Well, at least it happened when there are massive protests going on all over the country. Nothing to scare the peasants back into their hovels like a nice scary dragon/werewolf/terrorist sighting.
"When the going gets weird, the weird turn pro."-HST

Freeky

Quote from: Cain on October 11, 2011, 10:50:21 PM

"Hey, Mister Unscrupulous Criminal, I am going to tell you details of my top secret, state-sponsored act of assassination on American soil."  Uh, that don't sound likely.

That sounds retarded.

Pope Pixie Pickle

Quote from: kingyak on October 11, 2011, 10:56:50 PM
Well, at least it happened when there are massive protests going on all over the country. Nothing to scare the peasants back into their hovels like a nice scary dragon/werewolf/terrorist sighting.

funny I was thinking the same

Doktor Howl

CNN is the Fear Network™.  I assume that anything they say is as reliable as Fox or WND.

I'll bow to Cain's assessment of the BBC, should he have time to give it.
Molon Lube

Juana

I'm a little at a loss why a Mexican cartel would be willing to cooperate with the Iranians for an assassination of a Saudi, come to think of it. Is there something I'm missing here?
"I dispose of obsolete meat machines.  Not because I hate them (I do) and not because they deserve it (they do), but because they are in the way and those older ones don't meet emissions codes.  They emit too much.  You don't like them and I don't like them, so spare me the hysteria."

The Rev

Quote from: Secret Agent GARBO on October 11, 2011, 11:04:53 PM
I'm a little at a loss why a Mexican cartel would be willing to cooperate with the Iranians for an assassination of a Saudi, come to think of it.
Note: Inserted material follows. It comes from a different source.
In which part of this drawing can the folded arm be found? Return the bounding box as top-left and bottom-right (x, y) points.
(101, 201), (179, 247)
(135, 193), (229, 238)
Is there something I'm missing here?

The truth, maybe??? In my bones I think the U.S. has been just itching for a reason to invade Iran, and why would it surprise anyone if they finally had to fabricate that reason?

Cain

Quote from: Doktor Howl on October 11, 2011, 11:03:05 PM
CNN is the Fear Network™.  I assume that anything they say is as reliable as Fox or WND.

I'll bow to Cain's assessment of the BBC, should he have time to give it.

With the BBC, they wont dress it up, as a rule, but you have to consider their sources.  The BBC got hit very badly over its coverage of the Iraq War and the negative aspects thereof (pointing out Tony Blair was lying led to the BBC being branded the Baghdad Broadcasting Network - hilarious I'm sure you'll agree), and so tend to toe the line more carefully when reporting based on government sources.

Not sensationalist, but in some ways that makes it harder to tell when they're passing along a line of bullshit.